Friends of the deceased would reach out as family members cleaned out the apartments. “It may be somewhat urban legend,” says Jerry Kajpust, director of external affairs for the Leslie-Lohman Museum, “but I know Charles and Fritz would get calls.” Unsure of how to handle the art, families would often throw it out. “All this dirty, trashy art they threw out [would end up] on the street when really it was something that needed to be claimed and preserved. [The founders] also saw the need to save a lot of this important artwork that was being destroyed and would be lost from our community.”

The museum displays photographs by Donna Gottschalk

But they couldn’t save everything. Sometimes the calls came too late, and there were too many of them – the work became a race against time and disease. In an interview with NBC News, Leslie spoke of his friendship with the artist George Dudley: “He said, ‘Just promise me one thing, you’ll take care of my art.’ And of course, we have it. It’s part of the permanent collection.”

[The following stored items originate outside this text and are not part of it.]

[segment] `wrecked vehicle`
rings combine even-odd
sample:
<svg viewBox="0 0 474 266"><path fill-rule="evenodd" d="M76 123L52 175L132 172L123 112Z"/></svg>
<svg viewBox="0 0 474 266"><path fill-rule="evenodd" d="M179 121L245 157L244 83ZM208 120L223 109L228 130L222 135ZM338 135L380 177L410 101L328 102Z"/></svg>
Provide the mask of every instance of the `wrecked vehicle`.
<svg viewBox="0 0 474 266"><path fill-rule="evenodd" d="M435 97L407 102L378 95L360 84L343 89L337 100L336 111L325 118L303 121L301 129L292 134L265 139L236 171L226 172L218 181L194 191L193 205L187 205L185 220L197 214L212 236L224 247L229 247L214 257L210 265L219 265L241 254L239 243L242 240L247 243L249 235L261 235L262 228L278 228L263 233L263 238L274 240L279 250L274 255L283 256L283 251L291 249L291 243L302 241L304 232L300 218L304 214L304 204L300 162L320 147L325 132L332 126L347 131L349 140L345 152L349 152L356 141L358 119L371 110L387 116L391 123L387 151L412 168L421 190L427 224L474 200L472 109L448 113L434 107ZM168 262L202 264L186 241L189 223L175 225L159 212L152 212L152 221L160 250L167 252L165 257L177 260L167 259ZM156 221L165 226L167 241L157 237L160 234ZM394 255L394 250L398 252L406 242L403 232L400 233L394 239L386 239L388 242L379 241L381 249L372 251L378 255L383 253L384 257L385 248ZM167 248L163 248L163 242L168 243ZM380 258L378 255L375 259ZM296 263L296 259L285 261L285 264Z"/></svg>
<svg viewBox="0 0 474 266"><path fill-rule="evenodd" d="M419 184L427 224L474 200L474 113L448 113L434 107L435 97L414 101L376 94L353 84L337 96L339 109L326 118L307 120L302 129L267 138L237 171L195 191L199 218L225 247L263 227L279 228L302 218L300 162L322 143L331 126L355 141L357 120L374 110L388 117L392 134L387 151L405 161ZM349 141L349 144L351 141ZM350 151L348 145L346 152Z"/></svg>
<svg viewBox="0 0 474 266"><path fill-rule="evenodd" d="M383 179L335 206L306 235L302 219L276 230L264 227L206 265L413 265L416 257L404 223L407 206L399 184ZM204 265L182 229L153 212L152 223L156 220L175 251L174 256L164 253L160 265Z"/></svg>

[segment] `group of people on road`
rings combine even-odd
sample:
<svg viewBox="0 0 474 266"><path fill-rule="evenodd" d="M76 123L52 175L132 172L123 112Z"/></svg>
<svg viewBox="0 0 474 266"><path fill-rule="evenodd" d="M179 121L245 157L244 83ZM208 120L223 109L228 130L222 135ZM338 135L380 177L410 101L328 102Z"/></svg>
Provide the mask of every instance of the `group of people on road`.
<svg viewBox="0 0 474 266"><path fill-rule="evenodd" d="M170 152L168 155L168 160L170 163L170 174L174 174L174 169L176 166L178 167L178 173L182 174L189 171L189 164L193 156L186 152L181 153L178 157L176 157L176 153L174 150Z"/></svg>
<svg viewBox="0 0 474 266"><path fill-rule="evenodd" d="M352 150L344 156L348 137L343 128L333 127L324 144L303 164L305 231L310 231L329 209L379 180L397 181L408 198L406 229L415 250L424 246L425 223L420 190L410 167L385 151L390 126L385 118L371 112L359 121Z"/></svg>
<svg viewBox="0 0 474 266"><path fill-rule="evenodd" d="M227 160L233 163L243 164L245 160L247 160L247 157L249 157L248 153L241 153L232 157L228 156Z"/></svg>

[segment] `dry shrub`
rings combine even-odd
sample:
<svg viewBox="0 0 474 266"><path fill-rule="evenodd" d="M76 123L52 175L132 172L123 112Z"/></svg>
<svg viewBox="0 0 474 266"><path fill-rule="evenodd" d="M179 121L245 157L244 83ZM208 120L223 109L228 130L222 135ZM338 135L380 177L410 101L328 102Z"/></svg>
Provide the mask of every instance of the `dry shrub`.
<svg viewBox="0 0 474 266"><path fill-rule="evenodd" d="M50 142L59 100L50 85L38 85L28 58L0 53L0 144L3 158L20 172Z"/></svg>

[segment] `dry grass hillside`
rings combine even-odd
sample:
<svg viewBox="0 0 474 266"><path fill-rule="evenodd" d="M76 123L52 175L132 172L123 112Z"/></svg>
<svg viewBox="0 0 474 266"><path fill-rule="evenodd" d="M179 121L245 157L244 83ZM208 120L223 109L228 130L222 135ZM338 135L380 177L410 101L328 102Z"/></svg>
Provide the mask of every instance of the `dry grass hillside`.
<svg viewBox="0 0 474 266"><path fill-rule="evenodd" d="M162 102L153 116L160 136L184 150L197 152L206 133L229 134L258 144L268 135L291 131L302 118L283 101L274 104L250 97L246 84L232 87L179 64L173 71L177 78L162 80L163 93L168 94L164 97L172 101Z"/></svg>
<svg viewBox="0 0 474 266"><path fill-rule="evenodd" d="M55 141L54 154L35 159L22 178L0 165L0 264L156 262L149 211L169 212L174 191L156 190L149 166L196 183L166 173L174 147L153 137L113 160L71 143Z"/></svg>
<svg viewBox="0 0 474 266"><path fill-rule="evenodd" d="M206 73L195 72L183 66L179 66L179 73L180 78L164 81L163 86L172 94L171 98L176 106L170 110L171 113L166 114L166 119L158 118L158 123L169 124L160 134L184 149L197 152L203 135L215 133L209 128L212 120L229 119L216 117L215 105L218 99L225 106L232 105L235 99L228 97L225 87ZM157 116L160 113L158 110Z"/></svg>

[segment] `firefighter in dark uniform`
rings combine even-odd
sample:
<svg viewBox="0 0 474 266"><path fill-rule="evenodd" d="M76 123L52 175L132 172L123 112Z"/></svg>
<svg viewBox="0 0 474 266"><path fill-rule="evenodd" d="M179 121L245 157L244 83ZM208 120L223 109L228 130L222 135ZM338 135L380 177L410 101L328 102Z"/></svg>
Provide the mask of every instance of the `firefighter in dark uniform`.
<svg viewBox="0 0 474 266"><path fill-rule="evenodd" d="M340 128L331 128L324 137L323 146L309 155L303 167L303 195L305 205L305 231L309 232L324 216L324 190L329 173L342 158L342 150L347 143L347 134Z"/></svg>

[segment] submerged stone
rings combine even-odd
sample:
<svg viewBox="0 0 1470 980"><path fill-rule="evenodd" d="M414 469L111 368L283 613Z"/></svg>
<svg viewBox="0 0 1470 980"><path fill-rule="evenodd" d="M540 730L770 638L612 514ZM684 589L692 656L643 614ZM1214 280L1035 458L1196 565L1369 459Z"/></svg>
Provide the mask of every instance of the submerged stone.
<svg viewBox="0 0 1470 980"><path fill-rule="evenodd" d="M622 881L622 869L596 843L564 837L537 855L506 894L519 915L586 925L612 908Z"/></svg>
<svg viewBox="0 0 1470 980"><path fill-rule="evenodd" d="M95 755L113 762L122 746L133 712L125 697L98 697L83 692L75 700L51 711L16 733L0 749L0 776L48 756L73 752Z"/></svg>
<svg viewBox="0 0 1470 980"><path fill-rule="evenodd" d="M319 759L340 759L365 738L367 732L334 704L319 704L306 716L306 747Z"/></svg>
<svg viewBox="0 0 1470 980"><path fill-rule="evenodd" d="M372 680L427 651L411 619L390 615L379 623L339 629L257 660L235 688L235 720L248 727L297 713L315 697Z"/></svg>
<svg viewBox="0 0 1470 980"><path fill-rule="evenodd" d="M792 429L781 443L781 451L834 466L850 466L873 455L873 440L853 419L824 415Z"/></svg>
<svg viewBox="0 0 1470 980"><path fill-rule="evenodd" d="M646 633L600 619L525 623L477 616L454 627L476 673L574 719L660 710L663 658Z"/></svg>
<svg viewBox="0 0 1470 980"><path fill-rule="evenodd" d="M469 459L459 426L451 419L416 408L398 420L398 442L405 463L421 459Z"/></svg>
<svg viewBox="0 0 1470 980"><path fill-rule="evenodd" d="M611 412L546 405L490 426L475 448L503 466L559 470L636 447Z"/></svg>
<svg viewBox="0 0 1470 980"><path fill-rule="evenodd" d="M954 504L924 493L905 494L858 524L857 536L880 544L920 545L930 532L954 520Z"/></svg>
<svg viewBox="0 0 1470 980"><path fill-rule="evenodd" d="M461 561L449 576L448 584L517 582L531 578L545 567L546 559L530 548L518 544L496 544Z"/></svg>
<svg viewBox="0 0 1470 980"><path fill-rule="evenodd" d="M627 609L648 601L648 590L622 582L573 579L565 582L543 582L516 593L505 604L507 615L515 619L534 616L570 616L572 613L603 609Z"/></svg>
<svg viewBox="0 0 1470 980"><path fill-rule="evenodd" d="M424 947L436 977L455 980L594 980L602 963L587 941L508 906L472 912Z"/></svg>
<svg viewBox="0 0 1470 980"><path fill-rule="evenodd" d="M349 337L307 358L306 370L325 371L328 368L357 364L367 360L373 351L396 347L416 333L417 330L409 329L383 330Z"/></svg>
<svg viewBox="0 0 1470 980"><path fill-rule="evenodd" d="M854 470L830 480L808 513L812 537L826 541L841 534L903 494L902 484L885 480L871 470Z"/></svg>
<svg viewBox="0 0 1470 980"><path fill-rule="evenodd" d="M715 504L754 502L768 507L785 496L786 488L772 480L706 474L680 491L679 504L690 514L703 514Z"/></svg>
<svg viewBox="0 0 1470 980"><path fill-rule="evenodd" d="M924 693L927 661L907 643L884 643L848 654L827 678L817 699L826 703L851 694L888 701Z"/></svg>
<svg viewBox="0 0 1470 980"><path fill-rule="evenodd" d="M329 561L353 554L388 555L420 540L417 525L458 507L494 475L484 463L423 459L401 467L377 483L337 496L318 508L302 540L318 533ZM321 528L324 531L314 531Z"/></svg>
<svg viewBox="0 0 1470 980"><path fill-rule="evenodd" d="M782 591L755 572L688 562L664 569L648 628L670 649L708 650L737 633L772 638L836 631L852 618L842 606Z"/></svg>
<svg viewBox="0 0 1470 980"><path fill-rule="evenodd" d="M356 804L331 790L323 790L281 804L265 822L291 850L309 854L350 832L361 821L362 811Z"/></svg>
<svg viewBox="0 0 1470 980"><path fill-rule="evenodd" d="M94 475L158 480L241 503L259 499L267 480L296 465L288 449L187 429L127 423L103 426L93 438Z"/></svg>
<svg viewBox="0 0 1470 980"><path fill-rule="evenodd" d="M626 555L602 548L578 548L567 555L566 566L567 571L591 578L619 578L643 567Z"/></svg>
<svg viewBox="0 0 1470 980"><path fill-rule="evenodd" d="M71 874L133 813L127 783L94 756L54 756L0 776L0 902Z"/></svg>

The collection has grown a lot since the dumpster-diving days. With about 30,000 items, the museum boasts work from Robert Mapplethorpe and Keith Haring, as well as lesser-known artists whose contributions to LGBTQ art risked being lost to history. The museum continues to bring awareness to under-appreciated queer artists such as Barbara Hammer, best known as a queer filmmaker, whose exhibit ran from October 2017 to January 2018 and helped bring attention to her other artistic forms, including paintings, drawings and collages. Another powerful exhibit, Art & AIDS: 35 Years of Survival, was held in 2017 in conjunction with Gay Men’s Health Crisis (GMHC) as a fundraiser for HIV-positive individuals and healthcare for the community. The museum’s exhibits also frequently contextualize art in relation to larger cultural movements and moments; On Our Backs: The Revolutionary Art of Queer Sex Work explored the history of queer sex work, specifically the role queer and transgender sex workers play in community building and activism.

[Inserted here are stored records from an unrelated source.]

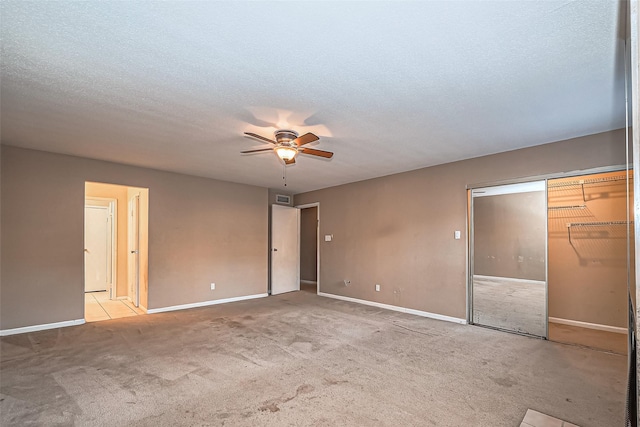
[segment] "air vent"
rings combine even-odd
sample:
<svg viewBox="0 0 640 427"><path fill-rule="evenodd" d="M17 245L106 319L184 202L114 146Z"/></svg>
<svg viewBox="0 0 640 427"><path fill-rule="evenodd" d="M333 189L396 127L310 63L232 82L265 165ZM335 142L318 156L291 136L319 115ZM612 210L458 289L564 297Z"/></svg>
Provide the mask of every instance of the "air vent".
<svg viewBox="0 0 640 427"><path fill-rule="evenodd" d="M291 196L285 196L284 194L276 194L276 203L281 205L290 205Z"/></svg>

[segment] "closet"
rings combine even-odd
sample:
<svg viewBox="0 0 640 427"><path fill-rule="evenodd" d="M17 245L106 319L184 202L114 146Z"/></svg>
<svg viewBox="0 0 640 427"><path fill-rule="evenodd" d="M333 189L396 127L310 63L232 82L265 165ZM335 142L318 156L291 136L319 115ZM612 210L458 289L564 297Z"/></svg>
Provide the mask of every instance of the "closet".
<svg viewBox="0 0 640 427"><path fill-rule="evenodd" d="M550 340L626 354L632 180L625 171L548 180Z"/></svg>

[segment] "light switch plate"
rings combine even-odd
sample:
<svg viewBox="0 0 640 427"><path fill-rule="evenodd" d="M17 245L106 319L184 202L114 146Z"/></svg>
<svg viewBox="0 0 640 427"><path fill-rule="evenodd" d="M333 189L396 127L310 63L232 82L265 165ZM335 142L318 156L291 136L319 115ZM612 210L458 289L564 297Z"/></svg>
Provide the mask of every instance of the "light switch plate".
<svg viewBox="0 0 640 427"><path fill-rule="evenodd" d="M324 241L325 242L330 242L333 239L333 234L325 234L324 235Z"/></svg>
<svg viewBox="0 0 640 427"><path fill-rule="evenodd" d="M460 230L456 230L453 232L453 238L456 240L460 240Z"/></svg>

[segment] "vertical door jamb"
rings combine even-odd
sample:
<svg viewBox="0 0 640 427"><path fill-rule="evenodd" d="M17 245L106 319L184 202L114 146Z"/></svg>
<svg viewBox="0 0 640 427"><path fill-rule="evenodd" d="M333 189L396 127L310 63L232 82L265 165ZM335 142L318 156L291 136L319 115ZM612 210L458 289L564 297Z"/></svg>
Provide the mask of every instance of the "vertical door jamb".
<svg viewBox="0 0 640 427"><path fill-rule="evenodd" d="M308 208L317 208L316 209L316 294L320 294L320 202L307 203L304 205L298 205L296 208L300 209L302 213L302 209ZM300 215L302 218L302 215ZM298 244L301 241L300 236L300 222L298 222Z"/></svg>
<svg viewBox="0 0 640 427"><path fill-rule="evenodd" d="M129 298L134 306L140 306L140 195L129 199L129 255L134 255L133 272L129 272ZM135 226L134 226L135 225ZM129 268L132 268L129 266Z"/></svg>

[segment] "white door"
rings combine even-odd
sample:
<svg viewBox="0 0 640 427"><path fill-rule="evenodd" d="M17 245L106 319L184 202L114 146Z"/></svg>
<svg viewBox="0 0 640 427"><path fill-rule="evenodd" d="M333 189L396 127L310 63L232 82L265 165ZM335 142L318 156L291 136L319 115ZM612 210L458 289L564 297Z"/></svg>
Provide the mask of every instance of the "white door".
<svg viewBox="0 0 640 427"><path fill-rule="evenodd" d="M300 290L300 210L271 207L271 295Z"/></svg>
<svg viewBox="0 0 640 427"><path fill-rule="evenodd" d="M109 208L84 208L84 291L106 291L110 279Z"/></svg>
<svg viewBox="0 0 640 427"><path fill-rule="evenodd" d="M139 211L140 196L135 195L129 200L129 299L133 305L140 305L140 231Z"/></svg>

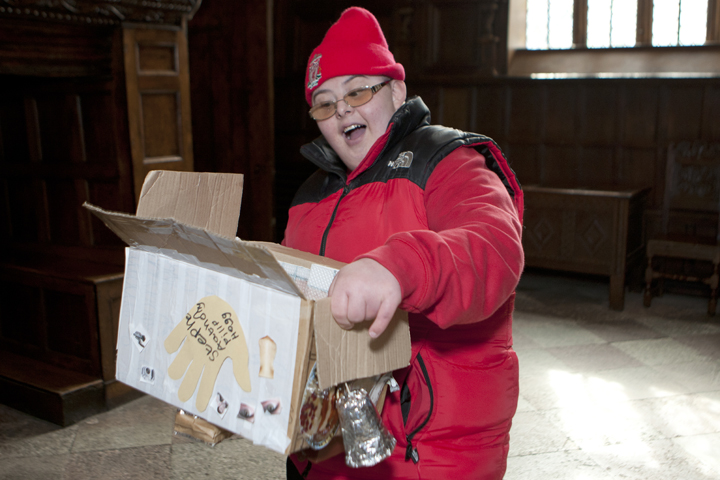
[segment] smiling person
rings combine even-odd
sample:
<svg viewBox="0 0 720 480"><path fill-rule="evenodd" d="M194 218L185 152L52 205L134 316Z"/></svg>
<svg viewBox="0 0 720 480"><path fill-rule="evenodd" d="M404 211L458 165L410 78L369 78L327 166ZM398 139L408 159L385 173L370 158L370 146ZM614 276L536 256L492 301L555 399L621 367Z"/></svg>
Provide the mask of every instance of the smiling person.
<svg viewBox="0 0 720 480"><path fill-rule="evenodd" d="M347 263L330 288L341 327L372 321L377 338L398 307L408 311L412 358L383 405L397 439L390 457L352 469L344 455L292 455L288 478L505 473L522 190L491 139L431 125L404 80L377 20L357 7L308 61L305 96L322 136L301 152L320 170L297 192L283 243Z"/></svg>

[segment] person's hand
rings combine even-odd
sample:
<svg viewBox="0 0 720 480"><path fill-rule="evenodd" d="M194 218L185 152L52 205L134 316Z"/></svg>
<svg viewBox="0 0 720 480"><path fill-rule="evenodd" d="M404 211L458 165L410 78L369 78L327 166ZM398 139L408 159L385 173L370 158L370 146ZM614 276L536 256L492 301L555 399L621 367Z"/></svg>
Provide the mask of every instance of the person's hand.
<svg viewBox="0 0 720 480"><path fill-rule="evenodd" d="M250 391L245 335L237 314L220 297L205 297L197 302L165 339L165 350L173 353L180 344L180 352L168 367L168 375L174 380L185 375L178 390L180 401L187 402L192 397L202 375L195 406L204 412L220 367L228 358L232 359L238 385L246 392Z"/></svg>
<svg viewBox="0 0 720 480"><path fill-rule="evenodd" d="M340 327L350 330L356 323L374 320L370 336L379 337L402 301L400 283L375 260L361 258L335 276L329 291L331 311Z"/></svg>

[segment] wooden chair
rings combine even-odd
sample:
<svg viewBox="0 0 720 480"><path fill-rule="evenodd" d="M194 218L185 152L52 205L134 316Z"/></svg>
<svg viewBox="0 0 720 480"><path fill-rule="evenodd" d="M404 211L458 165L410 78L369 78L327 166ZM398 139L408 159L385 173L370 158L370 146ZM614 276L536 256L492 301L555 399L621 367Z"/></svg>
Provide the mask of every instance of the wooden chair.
<svg viewBox="0 0 720 480"><path fill-rule="evenodd" d="M720 143L681 142L668 149L662 235L647 242L644 305L653 280L702 282L710 287L708 315L715 315L720 264ZM712 221L708 225L707 220ZM673 268L675 267L675 268ZM680 268L678 268L680 267ZM704 268L703 268L704 267Z"/></svg>

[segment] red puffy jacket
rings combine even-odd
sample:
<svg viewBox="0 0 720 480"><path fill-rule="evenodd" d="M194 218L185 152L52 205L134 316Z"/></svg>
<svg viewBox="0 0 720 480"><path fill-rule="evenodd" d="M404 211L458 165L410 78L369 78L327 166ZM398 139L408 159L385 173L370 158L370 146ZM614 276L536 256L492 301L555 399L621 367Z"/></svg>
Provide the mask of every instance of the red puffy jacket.
<svg viewBox="0 0 720 480"><path fill-rule="evenodd" d="M406 102L350 174L322 137L302 149L321 170L298 191L283 243L390 270L413 350L382 413L398 441L393 455L360 469L339 455L313 465L309 479L504 475L518 398L522 191L492 140L429 121L422 100Z"/></svg>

The ‘Fierce Pussy’ facade at the Leslie-Lohman Museum

A current priority of the museum is to highlight the diversity of the LGBTQ community. While most museums’ collections, such as that of the Museum of Modern Art, are overwhelmingly dominated by male artists – only 3 to 4 percent of the art at most museums is by female artists – 18 percent of Leslie-Lohman’s collection is by artists who do not identify as men. “In that respect, we are doing well,” explains Kajpust. “But we have definitely made a commitment to build our collection in those areas so we have a fuller collection and a fuller spectrum of the community.” The museum followed through on its commitment with action: former executive director Hunter O’Hanian set up an acquisition fund to increase the gender diversity of artists in the museum’s collection. “It was a strategic move to ensure the collection begins to reflect the diversity that we work with,” says director of development Eduardo Ayala Fuentes.

The entrance to the Leslie-Lohman Museum’s Stephen Varble installation

The museum also expanded its educational offerings by hosting speaker series and writing workshops in an effort to spread awareness of the museum as well as educate the public about the history of LGBTQ art. Leslie-Lohman has pushed back against the stereotype that queer art is scandalous by introducing Family Day, hosted by Lindsay Amer of YouTube’s Queer Kid Stuff, which brings children into the museum to explore art and LGBTQ culture and history.

Co-founder Lohman died in 2010 and endowed the museum with his estate, which allowed the organization to apply for accreditation without seeking donors or grants. This accreditation from the Board of Regents of the University of the State of New York makes the Leslie-Lohman Museum the first and only accredited LGBTQ art museum in the world. Leslie, Lohman’s partner for 48 years, has also stepped away from running the museum, but the legacy of the couple’s work and dedication to queer expression will live on within the walls of the museum.

“There are other LGBT museums, but they are more historical and cultural whereas we really focus everything around a visual art framework,” reminds Kajpust. “We still tell history, we still tell stories, we still tell narrative.”